If you recall from Lesson 1, we discussed that the position of the Sun in the sky appears to drift with respect to the background stars (we didn’t discuss it in depth, but the Moon also drifts with respect to the stars–this should be more obvious because we can observe it night after night!). We can’t see the stars during the day, so the Sun’s drift is not obvious to most of us. However, we know that many civilizations in the pre-telescopic era were familiar with the drift of the Sun with respect to the stars. For example, they carefully studied the heliacal risings and settings of stars and used these to mark dates on their calendars. The heliacal rising of a star is the first day it is visible just before dawn, which is a direct indication of the Sun’s drift with respect to the stars. If the Sun happens to be from our point of view in front of a particular star, say Sirius, that star will rise just before dawn only on one day of the year. The next day, Sirius will rise four minutes earlier because of the Sun’s eastward drift along the ecliptic.

Check this out...

There is more information on helical risings from Stanford on their site: "Ancient Observatories, Timeless Knowledge".

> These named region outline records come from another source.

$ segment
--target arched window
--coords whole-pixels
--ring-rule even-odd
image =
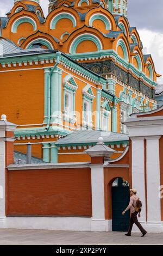
[[[97,47],[97,51],[103,49],[102,44],[101,40],[97,36],[91,34],[83,34],[77,36],[72,42],[70,47],[70,53],[75,54],[78,45],[84,41],[92,41]]]
[[[36,45],[40,45],[40,47],[41,47],[41,46],[44,46],[46,47],[46,48],[49,50],[54,49],[54,47],[51,42],[49,42],[48,40],[45,39],[45,38],[39,38],[33,40],[32,42],[28,44],[28,45],[26,47],[26,48],[30,49],[31,48],[33,48],[34,47],[35,47],[35,46],[36,46]]]
[[[55,29],[57,22],[62,19],[68,19],[70,20],[72,22],[73,27],[76,27],[77,21],[75,17],[68,13],[62,13],[57,14],[52,19],[50,25],[51,29]]]
[[[33,26],[33,30],[34,31],[36,31],[37,25],[34,20],[30,18],[30,17],[24,16],[21,17],[20,18],[17,19],[15,21],[14,21],[11,27],[11,32],[16,33],[17,28],[19,25],[22,24],[23,23],[27,22],[31,24]]]
[[[80,0],[78,3],[78,6],[89,5],[90,2],[89,0]]]
[[[36,14],[39,17],[41,17],[41,11],[39,10],[37,10],[36,11]]]
[[[120,28],[121,28],[121,31],[124,32],[124,34],[125,34],[125,35],[127,35],[126,29],[124,24],[123,24],[123,23],[122,22],[120,22],[118,24],[118,26]]]
[[[65,114],[68,116],[72,116],[72,94],[66,92],[65,95]]]
[[[129,58],[128,58],[128,54],[127,46],[126,45],[124,41],[122,39],[118,40],[117,42],[117,52],[118,52],[118,47],[121,47],[121,48],[122,49],[123,51],[124,59],[126,61],[128,61]]]
[[[91,16],[89,20],[89,25],[90,27],[92,27],[92,23],[96,20],[101,20],[105,24],[106,30],[111,29],[111,25],[110,20],[104,14],[96,13]]]
[[[135,51],[134,52],[134,53],[135,53],[136,55],[135,55],[135,56],[134,56],[133,57],[133,59],[135,58],[135,59],[136,60],[136,62],[137,62],[137,69],[140,71],[142,71],[142,62],[141,62],[140,56],[139,54],[138,53],[138,52],[136,51]]]
[[[133,44],[137,44],[137,38],[134,34],[131,36],[131,39],[133,40]]]
[[[23,9],[23,7],[18,7],[16,8],[16,9],[15,11],[15,13],[18,13],[19,11],[21,11],[22,9]]]

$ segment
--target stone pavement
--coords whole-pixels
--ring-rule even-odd
[[[127,237],[121,232],[89,232],[24,229],[0,229],[0,245],[163,245],[163,233],[139,233]]]

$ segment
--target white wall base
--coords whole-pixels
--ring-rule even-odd
[[[148,233],[163,233],[163,223],[161,222],[140,222],[143,228]],[[133,233],[140,233],[140,231],[137,227],[134,224],[132,230]]]
[[[112,220],[91,220],[91,231],[107,232],[112,231]]]
[[[84,217],[7,217],[0,221],[0,229],[90,231],[91,222]]]
[[[141,222],[148,233],[163,233],[163,222]],[[0,218],[0,229],[112,231],[112,220],[70,217],[7,217]],[[132,232],[140,233],[134,224]]]
[[[0,228],[5,228],[5,222],[6,222],[5,216],[4,216],[4,217],[1,217],[1,218],[0,218]]]

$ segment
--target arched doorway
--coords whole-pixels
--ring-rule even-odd
[[[117,178],[112,182],[112,230],[126,231],[129,221],[129,211],[124,216],[122,212],[128,205],[129,201],[129,184],[122,178]]]

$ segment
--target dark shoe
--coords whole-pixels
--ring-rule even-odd
[[[125,235],[127,235],[127,236],[131,236],[131,234],[125,234]]]
[[[147,233],[147,232],[146,231],[142,234],[142,235],[141,235],[141,236],[142,237],[143,236],[145,236],[145,235],[146,235]]]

As you can see from the list in the first paragraph, there are only five planets visible to the naked eye. For these same observers, what distinguished planets from stars is, again, their motion. Planets also appear to drift compared to the background stars but in a more complicated manner than the Sun.

Test this with Starry Night!

Let's investigate two examples...

  1. Open up Starry Night. Set it to the following:
    • location = somewhere in Pennsylvania
    • date & time = May 6, 2008 @ 9:30pm
    • time flow rate = 1 sidereal day
    • constellation labels and stick figures turned on (if you press "k" on the keyboard, it accomplishes this for you without having to use the menu or options tab)
  2. Press play (or click on the forward one step button at least a dozen times), and you will watch Mars' location change with respect to the stars over the course of a few weeks or a few months.
  3. For the second example, open a new Starry Night session and set it to the following:
    • date & time = June 6, 2003 @ 3:30am
    • Otherwise, use all of the same settings as you used above.
  4. Again, press play or click on the forward one step button at least a dozen times. How did the path of Mars differ between the two examples?
Some of the more expensive versions of Starry Night (Pro and Pro Plus) allow you to turn on the "local path," which just plots a curve showing you the path of an object on the sky. I created a saved file using Starry Night Pro Plus, and if you open this document in your version of Starry Night, it will allow you to see the local path of Mars, which makes the phenomenon I want you to observe more obvious. Copies of the save files for these examples are posted for you in Canvas or can be downloaded here:  May 2008 and June 2003.

Below is a composite image created of Mars during the 2003 time period you simulated with Starry Night:

A retrograde loop, caused by parallax
Composite photo image of path of Mars compared to the stars over many nights to illustrate a "retrograde loop."

You may want to try to avoid reading the caption at this link, though, because it gives away the punchline to this lesson.

If you study your Starry Night path of Mars or the APOD image above, you will find that the first part of Mars’ motion is prograde, or eastward compared to the stars, just like the Sun. However, around July 30, Mars has slowed down and proceeds to move retrograde, or westward compared to the stars. Then, it slows down again and begins prograde motion again! If you study the other naked-eye planets, for example, Jupiter and Saturn, you find that they exhibit the same behavior. This path is often referred to as a "retrograde loop." Again using Mars as an example, its retrograde loop is not always identical. The dates of the beginning and ending of the retrograde loop, the shape of the path of the loop with respect to the stars, and the point along the ecliptic at which the loop begins changes.

For the rest of this lesson, we are going to again study the geometry and motion of the solar system and, by the end, we will show that we can easily explain this complicated motion of Mars. While this seems simple in retrospect, it took thousands of years for scientists to determine the solution!